コラム716 糖尿病治療題材に寸劇 医師と患者の本音、黒子が代弁
糖尿病の治療には、食事や運動などの生活習慣を長期に見直す必要がある。しかし、患者がインスリン注射や食事療法などに同意しなかったり、守らなかったりする事例も多い。こうした中、診療や療養指導を寸劇で再現して患者と医療側双方の本音を探り、治療の改善を目指す関係者向けのワークショップが反響を呼んでいる。
日本糖尿病学会では寸劇「糖尿病劇場」がおこなわれている。
会話の裏には… 医師「前からお勧めしたように、インスリン注射を始めましょう」 医師の黒子(今日こそ“うん”と言ってくれ)
患者「私の努力不足。
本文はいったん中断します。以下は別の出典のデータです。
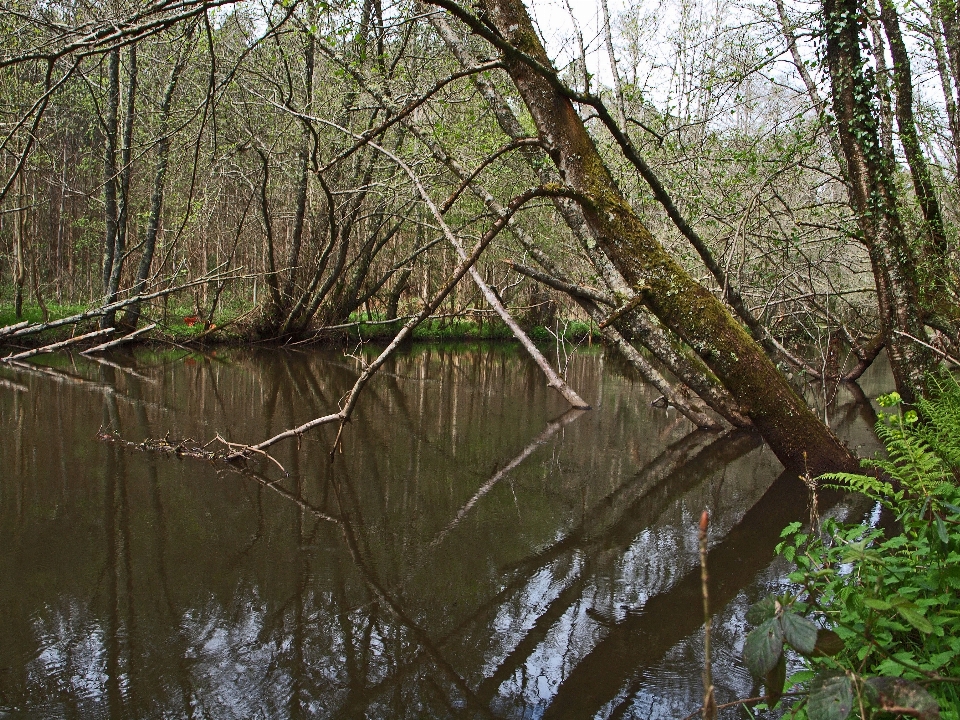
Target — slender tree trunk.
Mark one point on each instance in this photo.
(795, 434)
(936, 242)
(19, 237)
(132, 315)
(110, 165)
(874, 199)
(123, 194)
(303, 174)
歩くので待ってください」 患者の黒子(絶対嫌。今まで歩いていなかったから、歩いたら良くなる)
医師「待って待ってで、もう2年。合併症が出る前に始めましょう」 医師の黒子(今日こそ説得するぞ。今さら歩くなんて、よく言うよ)
会場の医療関係者からは「医師は血糖値を下げる意思だけでやっている」「患者も手ごわい。看護師の力を借りては」「患者はどうなりたいと思っているのだろう」といった意見が飛び交った。
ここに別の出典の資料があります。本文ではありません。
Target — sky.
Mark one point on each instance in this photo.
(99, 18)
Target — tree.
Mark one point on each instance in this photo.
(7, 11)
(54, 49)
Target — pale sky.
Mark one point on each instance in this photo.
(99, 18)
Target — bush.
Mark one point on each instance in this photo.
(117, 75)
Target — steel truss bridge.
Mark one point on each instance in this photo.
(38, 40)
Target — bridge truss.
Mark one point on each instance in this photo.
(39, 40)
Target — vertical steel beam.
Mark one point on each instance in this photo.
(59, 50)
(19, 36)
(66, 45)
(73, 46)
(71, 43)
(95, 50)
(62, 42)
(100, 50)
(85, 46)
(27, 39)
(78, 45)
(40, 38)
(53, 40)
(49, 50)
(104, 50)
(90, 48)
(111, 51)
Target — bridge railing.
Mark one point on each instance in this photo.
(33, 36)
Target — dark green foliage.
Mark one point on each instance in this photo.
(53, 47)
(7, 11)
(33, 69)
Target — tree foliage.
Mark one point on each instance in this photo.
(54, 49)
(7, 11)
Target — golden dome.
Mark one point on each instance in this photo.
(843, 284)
糖尿病劇場は、患者と医師ら医療従事者に加え、双方の黒子が出演して会話に出ない本音を語ることで、コミュニケーションギャップを浮き彫りにする試み。関係者の勉強会などで上演されるようになっている。
産経新聞 2010/5/18
患者さんが治療をなぜ拒否するのかを理解するために医師がどう働き、患者がどう思ったか?? といった関係が見えて、本当におもしろそうな劇ですね。この劇のようになる原因は、患者さんにインスリンなどに対する情報が医師から伝わっていないからではないでしょうか?それとも、医師が患者にもっと強く治療をすすめればいいのでしょうか?その答えはわかりませんが、医師も患者さんも考える機会になればいいと思います。